Let $x_1,\ldots,x_n$ be observations from a normal distribution with mean $0$ and s.d $s_1$.
Similarly let $y_1,\ldots,y_m$ be observations from a normal distribution with mean $0$ and s.d $s_2$.
Find the combined likelihood.
I've written down the joint likelihood of the $x$ observations multiplied by the joint likelihood of the $y$ observations. I don't think this is correct however. Many thanks
That is correct if $(x_1,\ldots,x_n)$ is independent of $(y_1,\ldots,y_n)$.

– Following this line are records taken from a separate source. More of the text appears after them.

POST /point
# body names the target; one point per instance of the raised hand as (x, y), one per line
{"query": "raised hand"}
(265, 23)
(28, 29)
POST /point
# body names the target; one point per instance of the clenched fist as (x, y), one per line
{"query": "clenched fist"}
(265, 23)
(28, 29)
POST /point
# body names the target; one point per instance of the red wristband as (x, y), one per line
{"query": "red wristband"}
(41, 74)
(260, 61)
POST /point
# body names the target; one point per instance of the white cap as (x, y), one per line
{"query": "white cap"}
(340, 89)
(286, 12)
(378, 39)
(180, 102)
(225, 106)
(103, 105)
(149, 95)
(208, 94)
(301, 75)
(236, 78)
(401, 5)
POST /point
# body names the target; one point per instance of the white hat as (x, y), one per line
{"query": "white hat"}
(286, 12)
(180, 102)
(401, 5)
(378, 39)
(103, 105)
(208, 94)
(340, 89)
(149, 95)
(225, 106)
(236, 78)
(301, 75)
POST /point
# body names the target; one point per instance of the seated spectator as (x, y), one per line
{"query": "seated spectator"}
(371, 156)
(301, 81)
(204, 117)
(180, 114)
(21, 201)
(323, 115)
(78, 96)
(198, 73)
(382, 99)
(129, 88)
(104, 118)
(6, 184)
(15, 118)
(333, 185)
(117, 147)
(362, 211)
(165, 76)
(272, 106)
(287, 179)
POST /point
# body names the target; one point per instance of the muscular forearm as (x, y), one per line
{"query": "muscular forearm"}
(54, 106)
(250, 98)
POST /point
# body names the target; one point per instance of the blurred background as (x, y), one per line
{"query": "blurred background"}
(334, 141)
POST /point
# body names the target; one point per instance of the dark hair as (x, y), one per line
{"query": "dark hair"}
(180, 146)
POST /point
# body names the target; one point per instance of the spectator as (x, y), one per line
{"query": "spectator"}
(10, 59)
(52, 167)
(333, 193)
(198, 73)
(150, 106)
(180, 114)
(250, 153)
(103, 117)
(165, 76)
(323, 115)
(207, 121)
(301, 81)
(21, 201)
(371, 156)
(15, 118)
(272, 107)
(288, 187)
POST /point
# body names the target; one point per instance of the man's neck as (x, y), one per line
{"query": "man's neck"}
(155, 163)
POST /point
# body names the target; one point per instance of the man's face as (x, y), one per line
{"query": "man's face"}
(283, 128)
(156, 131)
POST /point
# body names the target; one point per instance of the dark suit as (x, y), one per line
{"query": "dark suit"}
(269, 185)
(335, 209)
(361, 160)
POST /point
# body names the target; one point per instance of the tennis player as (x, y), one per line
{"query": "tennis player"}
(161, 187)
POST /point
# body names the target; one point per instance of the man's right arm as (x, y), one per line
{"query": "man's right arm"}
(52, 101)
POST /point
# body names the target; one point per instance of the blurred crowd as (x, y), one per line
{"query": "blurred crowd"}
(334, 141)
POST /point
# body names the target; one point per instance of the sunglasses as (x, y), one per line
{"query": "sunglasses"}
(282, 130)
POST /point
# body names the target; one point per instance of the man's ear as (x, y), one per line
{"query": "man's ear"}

For the following to be valid, one must assume all $n+m$ observations are independent. One has \begin{align} L(s_1,s_2) & = \prod_{i=1}^n \left(\frac1{\sqrt{2\pi}\,s_1} \exp\left(\frac{-1}2 \left( \frac{x_i}{s_1} \right)^2 \right)\right) \prod_{j=1}^n \left(\frac1{\sqrt{2\pi}\,s_2} \exp\left(\frac{-1}2 \left( \frac{y_j}{s_2} \right)^2 \right)\right) \\[10pt] & = \frac 1 {(2\pi)^{n+m} s_1^n s_2^m} \exp\left( \frac{-1}2 \left( \frac 1 {s_1^2} \sum_{i=1}^n x_i^2 + \frac 1 {s_2^2} \sum_{j=1}^m y_j^2 \right) \right), \end{align} so $$ \ell(s_1,s_2) = -n\log s_1 - m \log s_2 -\frac 1 2\left( \frac A{s_1^2} + \frac B {s_2^2} \right) + \text{constant} $$ where $A$ and $B$ are of course the sums of squares of the $x$s and $y$s.

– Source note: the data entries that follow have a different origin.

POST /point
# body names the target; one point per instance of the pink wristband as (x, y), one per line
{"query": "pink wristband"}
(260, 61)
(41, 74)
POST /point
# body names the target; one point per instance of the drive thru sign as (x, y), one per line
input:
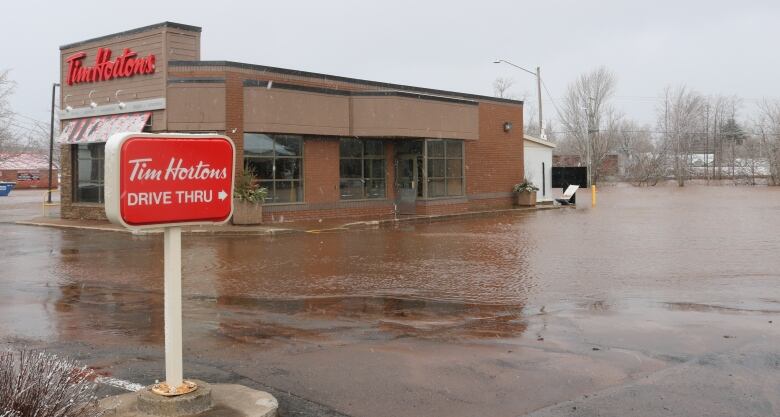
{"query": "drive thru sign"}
(168, 179)
(163, 182)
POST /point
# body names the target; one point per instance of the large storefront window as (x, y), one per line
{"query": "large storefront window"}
(445, 168)
(277, 162)
(361, 169)
(88, 181)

PS in response to comments: Under the null hypothesis of equal variances, the log-likelihood is $$ \ell(s) = -(n+m)\log s -\frac 1 2 \left( \frac{A+B}{s^2} \right). $$ Then we have $$ \ell'(s) = \frac{-(n+m)}s + \frac{A+B}{s^3} = \frac{A+B-s^2(n+m)}{s^3} \begin{cases} >0 & \text{if }s^2<\frac{A+B}{n+m}, \\[10pt] = 0 & \text{if }s^2=\frac{A+B}{n+m}, \\[10pt] <0 & \text{if }s^2>\frac{A+B}{n+m}. \end{cases} $$ Therefore the MLE under the null hypothesis is $\widehat{s}= \sqrt{\frac{A+B}{n+m}}$. We have $$ \ell(\widehat{s}) = -(n+m)\log\widehat{s} - \frac 1 2 \frac{A+B}{\widehat{s}^2} = -\frac{n+m}2 \log\frac{A+B}{n+m} - \frac 1 2 \frac{A+B}{\left(\frac{A+B}{n+m}\right)}. \tag 1 $$ Under the alternative hypothesis we have $\widehat{s}_1=\sqrt{A/n}$ and $\widehat{s}_2=\sqrt{B/m}$, and then \begin{align} \ell(\widehat{s}_1,\widehat{s}_2) & = -n\log\widehat{s}_1-m\log\widehat{s}_2 -\frac 1 2 \left( \frac{A}{\widehat{s}_1^2} + \frac{B}{\widehat{s}_2^2}\right) \\[10pt] & = -\frac n 2 \log\frac A n - \frac m 2 \log \frac B m - \frac 1 2\left(\frac A {A/n} + \frac B {B/m} \right) . \tag 2 \end{align} Subtracting $(2)$ from $(1)$ we get the logarithm of the likelihood ratio: $$ -\frac{n+m} 2 \log\frac{A+B}{n+m} + \frac n 2 \log\frac A n + \frac m 2 \log \frac B m + \text{terms not depending on $A$ and $B$}. $$ It is easy (if a bit tedious) to show that this is a monotone function of $$ \frac{A/n}{B/m} $$ and that has an F-distribution with $n$ and $m$ degrees of freedom. You reject if this is either too big or too small.